A petrolífera europeia pode ter uma perda de estimada em mais de 20 mil milhões de euros, com a venda da posição na russa e as perdas cambiais. A BP depende da Rosneft para cerca de um terço da sua produção.

A posição da BP na Rosneft, cotada em Londres, estava avaliada, no final de 2021, em 14 mil milhões. Além da venda, o presidente executivo da BP, Bernard Looney, e o ex-presidente, Bob Dudley, vão sair do conselho da Rosneft, onde ainda se mantém o ex-chanceler alemão Gerhard Schröder como chairman.

A BP indicou, ainda, que sairia até de três outras joint-ventures que participa na Rússia, avaliada, segundo o Wall Street Journal, em 1,4 mil milhões de dólares, incluindo a participação nos campos petrolíferos da Sibéria, alguns deles “herdados” da Yukos.

A joint-venture Taas-Yuryakh na Sibéria, onde a BP detém 20%, produzia 70 mil barris de petróleo por dia, estando estimado chegar a 100 mil barris.

Até há poucos dias a BP não equacionaria este movimento. No início de fevereiro, como conta o Wall Street Journal, Looney, numa conferência com analistas, citava a histórica presença na Rússia —  com cerca de 30 anos — para desdramatizar as tensões geopolíticas.

A 8 de fevereiro, antes da invasão russa à Ucrânia mas já sob forte tensão, declarava: “Uma das coisas que aprendi cedo é a de não nos preocuparmos com as coisas antes de acontecerem, e quem sabe o que vai acontecer”. Aconteceu a guerra. E, agora, o anúncio da saída.

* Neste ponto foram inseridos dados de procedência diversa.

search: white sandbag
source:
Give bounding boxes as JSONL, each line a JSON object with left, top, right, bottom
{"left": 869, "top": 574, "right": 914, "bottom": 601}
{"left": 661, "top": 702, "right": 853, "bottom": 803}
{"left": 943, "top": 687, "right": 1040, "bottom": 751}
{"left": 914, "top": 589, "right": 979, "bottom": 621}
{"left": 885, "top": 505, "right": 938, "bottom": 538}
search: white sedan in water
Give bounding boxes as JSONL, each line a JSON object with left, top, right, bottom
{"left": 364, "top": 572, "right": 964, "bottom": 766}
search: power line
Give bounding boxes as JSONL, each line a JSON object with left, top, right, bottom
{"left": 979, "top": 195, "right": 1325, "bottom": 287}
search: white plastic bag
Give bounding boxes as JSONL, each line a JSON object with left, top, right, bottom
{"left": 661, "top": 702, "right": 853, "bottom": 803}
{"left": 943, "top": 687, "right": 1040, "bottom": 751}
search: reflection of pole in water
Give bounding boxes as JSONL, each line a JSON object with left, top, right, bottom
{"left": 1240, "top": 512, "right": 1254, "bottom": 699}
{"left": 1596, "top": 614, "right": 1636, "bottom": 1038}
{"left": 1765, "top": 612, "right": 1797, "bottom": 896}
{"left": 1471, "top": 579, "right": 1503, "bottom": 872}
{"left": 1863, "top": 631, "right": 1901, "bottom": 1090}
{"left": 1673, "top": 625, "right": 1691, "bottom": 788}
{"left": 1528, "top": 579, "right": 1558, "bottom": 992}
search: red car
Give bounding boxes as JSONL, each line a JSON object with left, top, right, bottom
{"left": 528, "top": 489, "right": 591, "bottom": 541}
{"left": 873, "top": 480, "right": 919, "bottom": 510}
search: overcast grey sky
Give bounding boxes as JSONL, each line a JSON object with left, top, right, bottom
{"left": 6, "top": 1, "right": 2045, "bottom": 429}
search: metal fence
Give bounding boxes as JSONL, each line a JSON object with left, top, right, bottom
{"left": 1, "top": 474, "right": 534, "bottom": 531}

Helge Lund, chairman da BP, declarou que a guerra mudou o jogo e, por isso,  “o nosso envolvimento com a Rosneft, uma empresa controlada pelo Estado [russo], não pode continuar”.

Mas, segundo o Wall Street Journal, houve mesmo uma chamada entre o presidente executivo da BP, Bernard Looney, e o ministro da Energia britânico, Kwasi Kwarteng, que expressou a sua profunda preocupação por causa da participação da BP na Rosneft, considerada como uma das principais financiadoras de Putin e consequentemente da invasão da Ucrânia e, segundo a BBC, é quem fornece combustível ao exército russo.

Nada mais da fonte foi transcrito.